Turquie : après une “dispute”, il met de l’essence sur sa compagne et la brûle

Dans un article récent, nous avions évoqué les féminicides en France et en Belgique déjà survenus en 2020, après qu’un jeune homme à Grenoble en France et roué de coups sa compagne. Comme les violences à l’égard des femmes ne connaissent pas les frontières, un nouveau cas de féminicide a eu lieu en Turquie, cette fois. Un jeune homme de 22 ans du nom de Soner Durgun a versé du carburant sur Merve Yeşiltaş, 31 ans. Ensuite, il lui a littéralement mis le feu après qu’ils auraient eu une “dispute” le 10 août. Les deux vivaient ensemble, selon les médias locaux, comme le dit le journal Hurriyet Daily News.

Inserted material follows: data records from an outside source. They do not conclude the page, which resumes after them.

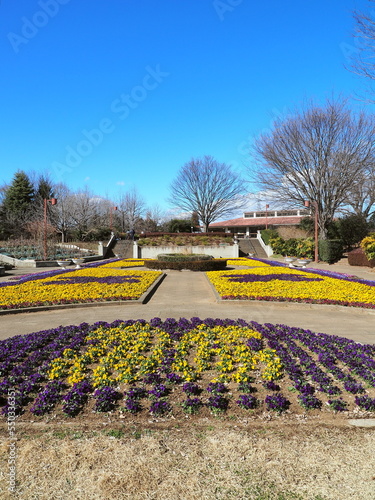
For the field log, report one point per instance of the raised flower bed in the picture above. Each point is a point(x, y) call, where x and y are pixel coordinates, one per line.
point(89, 284)
point(281, 283)
point(178, 367)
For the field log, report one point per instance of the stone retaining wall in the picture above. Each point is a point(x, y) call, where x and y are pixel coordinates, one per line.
point(221, 251)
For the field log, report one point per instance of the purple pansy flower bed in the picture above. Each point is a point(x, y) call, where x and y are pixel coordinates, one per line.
point(323, 371)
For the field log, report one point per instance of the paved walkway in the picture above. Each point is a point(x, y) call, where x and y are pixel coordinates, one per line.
point(188, 294)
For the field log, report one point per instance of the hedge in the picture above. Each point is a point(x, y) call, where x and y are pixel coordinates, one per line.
point(330, 250)
point(178, 257)
point(197, 265)
point(358, 257)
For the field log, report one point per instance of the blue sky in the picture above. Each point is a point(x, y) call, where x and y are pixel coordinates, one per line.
point(119, 94)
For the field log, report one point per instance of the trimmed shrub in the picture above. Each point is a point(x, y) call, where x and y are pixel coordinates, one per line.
point(296, 247)
point(197, 265)
point(352, 229)
point(358, 257)
point(368, 246)
point(267, 234)
point(178, 257)
point(330, 250)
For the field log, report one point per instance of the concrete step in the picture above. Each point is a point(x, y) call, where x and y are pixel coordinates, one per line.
point(123, 248)
point(251, 245)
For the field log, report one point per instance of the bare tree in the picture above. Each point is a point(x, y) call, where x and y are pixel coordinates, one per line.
point(361, 194)
point(131, 208)
point(209, 188)
point(63, 220)
point(316, 154)
point(363, 63)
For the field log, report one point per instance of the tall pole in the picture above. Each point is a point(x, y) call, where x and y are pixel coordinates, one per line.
point(53, 201)
point(111, 217)
point(316, 235)
point(45, 229)
point(316, 232)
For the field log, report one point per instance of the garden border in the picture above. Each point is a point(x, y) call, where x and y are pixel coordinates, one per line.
point(143, 299)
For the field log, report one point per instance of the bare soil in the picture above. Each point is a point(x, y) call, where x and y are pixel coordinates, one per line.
point(263, 456)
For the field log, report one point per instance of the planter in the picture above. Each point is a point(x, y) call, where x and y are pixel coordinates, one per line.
point(78, 262)
point(303, 262)
point(290, 259)
point(64, 263)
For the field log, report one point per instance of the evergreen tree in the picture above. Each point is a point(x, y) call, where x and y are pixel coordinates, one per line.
point(17, 204)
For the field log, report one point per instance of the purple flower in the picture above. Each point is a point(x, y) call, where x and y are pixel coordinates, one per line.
point(277, 402)
point(133, 405)
point(216, 388)
point(136, 393)
point(365, 402)
point(270, 385)
point(217, 403)
point(247, 402)
point(337, 404)
point(106, 399)
point(76, 398)
point(309, 402)
point(174, 378)
point(159, 391)
point(160, 408)
point(191, 388)
point(191, 405)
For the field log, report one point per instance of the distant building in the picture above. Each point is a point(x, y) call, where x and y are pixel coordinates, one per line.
point(251, 222)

C’est un nouveau féminicide, donc, qui a eu lieu. La femme a succombé à de graves blessures après avoir été incendiée par un homme avec qui elle aurait vécu dans la province de la mer Noire du district de Fatsa à Ordu. C’est le dernier féminicide en date en Turquie.

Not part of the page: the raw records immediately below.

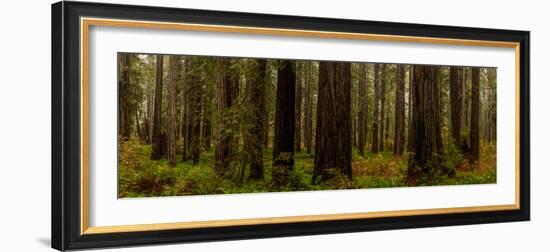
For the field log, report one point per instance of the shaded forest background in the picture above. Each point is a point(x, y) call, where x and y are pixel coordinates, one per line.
point(210, 125)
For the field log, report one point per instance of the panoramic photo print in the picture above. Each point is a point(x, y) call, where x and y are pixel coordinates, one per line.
point(198, 125)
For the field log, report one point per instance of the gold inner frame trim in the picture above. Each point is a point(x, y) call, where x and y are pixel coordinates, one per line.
point(86, 23)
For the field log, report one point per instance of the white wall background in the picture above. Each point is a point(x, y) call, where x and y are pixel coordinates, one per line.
point(25, 125)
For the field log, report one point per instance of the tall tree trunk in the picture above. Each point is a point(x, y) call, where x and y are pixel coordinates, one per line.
point(186, 111)
point(424, 159)
point(227, 83)
point(308, 113)
point(456, 104)
point(399, 132)
point(376, 105)
point(298, 106)
point(437, 108)
point(124, 126)
point(172, 73)
point(361, 124)
point(156, 153)
point(474, 121)
point(285, 123)
point(466, 94)
point(206, 129)
point(150, 109)
point(254, 142)
point(383, 84)
point(332, 137)
point(195, 108)
point(410, 135)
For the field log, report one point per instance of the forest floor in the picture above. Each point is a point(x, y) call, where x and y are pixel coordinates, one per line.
point(141, 177)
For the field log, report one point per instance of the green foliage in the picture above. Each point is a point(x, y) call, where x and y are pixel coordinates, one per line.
point(452, 158)
point(141, 177)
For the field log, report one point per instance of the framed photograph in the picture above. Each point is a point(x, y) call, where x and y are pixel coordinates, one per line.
point(181, 125)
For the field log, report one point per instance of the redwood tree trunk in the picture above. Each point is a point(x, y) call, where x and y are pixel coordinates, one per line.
point(456, 104)
point(156, 154)
point(227, 83)
point(399, 130)
point(172, 111)
point(333, 134)
point(308, 106)
point(195, 107)
point(376, 106)
point(361, 122)
point(474, 121)
point(285, 123)
point(423, 161)
point(383, 84)
point(123, 88)
point(410, 135)
point(254, 142)
point(298, 107)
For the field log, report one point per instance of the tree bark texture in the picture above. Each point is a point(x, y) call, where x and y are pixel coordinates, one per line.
point(376, 105)
point(285, 122)
point(332, 137)
point(254, 142)
point(474, 121)
point(399, 129)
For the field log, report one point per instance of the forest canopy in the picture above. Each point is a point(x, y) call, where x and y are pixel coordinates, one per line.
point(191, 125)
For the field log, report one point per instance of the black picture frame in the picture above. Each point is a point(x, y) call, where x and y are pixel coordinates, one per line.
point(66, 125)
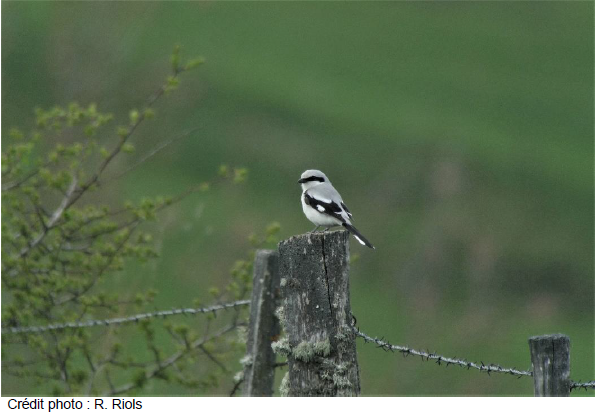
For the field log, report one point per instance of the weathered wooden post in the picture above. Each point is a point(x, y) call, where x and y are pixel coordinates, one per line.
point(264, 328)
point(319, 342)
point(550, 355)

Le jeune homme a tenté de se suicider ensuite. En effet, Durgun s’est lui-même enflammé lui aussi et est maintenant dans un état critique dans un hôpital. Les deux ont été emmenés à l’hôpital après que leurs voisins aient signalé l’incendie aux autorités. La femme est décédée.

235 féminicides en 2020

Le meurtre de Yeşiltaş survient après que 235 femmes ont été tuées par des hommes en Turquie cette année.
Environ 235 femmes ont été assassinées cette année, selon Anıt Sayaç, une épitaphe en ligne qui reprend toutes les femmes assassinées par des hommes dans le pays.

“Les féminicides en Turquie sont devenus une épidémie contre laquelle les groupes féministes affirment ne pas être suffisamment combattus”, peut-on lire dans le journal Hurriyet Daily News.

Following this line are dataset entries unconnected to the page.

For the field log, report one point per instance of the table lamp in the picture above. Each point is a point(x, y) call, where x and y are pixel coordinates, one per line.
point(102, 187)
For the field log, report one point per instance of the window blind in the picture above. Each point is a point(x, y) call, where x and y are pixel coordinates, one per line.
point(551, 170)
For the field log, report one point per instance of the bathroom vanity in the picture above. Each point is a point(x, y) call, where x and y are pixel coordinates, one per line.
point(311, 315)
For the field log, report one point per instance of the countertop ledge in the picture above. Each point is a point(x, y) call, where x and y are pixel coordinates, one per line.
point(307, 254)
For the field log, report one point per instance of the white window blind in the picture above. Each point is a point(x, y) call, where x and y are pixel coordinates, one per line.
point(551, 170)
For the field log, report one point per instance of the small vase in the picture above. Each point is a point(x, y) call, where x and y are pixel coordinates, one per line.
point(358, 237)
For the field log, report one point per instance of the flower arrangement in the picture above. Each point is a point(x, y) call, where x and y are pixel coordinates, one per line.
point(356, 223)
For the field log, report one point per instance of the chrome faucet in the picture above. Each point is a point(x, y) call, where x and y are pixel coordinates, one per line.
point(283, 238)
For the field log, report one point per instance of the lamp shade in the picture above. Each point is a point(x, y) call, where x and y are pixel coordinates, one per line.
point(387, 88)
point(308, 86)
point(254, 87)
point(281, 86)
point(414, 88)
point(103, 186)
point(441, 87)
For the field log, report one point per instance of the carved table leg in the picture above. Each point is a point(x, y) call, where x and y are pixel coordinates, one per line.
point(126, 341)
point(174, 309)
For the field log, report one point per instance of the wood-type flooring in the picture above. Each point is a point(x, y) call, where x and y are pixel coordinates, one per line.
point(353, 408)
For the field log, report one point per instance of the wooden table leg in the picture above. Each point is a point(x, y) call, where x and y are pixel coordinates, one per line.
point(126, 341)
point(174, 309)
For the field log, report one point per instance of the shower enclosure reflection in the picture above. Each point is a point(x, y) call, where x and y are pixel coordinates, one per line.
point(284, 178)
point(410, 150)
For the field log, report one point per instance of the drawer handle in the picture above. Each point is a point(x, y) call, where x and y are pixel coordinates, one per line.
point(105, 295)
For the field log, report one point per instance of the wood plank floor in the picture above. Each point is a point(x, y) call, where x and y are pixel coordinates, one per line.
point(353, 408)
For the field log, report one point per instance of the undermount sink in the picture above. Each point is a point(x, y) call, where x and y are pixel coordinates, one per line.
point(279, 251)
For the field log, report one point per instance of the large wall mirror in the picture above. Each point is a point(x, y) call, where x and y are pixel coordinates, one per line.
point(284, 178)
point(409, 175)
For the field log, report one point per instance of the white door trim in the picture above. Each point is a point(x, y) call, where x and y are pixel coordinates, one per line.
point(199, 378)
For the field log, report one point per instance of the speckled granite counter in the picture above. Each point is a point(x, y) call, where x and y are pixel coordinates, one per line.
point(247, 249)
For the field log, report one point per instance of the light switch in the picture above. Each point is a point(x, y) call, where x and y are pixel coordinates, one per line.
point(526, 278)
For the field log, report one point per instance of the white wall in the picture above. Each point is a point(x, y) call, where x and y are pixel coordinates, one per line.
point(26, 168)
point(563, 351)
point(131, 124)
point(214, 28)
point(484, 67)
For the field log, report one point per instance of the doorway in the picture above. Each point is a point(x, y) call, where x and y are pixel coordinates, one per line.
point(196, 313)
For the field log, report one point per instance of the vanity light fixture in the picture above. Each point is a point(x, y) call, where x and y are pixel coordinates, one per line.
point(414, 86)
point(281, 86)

Les groupes de défense des droits des femmes et les féministes exigent que la Convention d’Istanbul, un traité du Conseil de l’Europe qui oblige les États membres à lutter contre la violence faite aux femmes, soit pleinement mise en œuvre dans le cadre de débats auxquels la Turquie pourrait se retirer.
Dans un pays où des centaines de femmes sont tuées chaque année, les groupes ont déclaré qu’il était inacceptable que le pays se retire de la convention.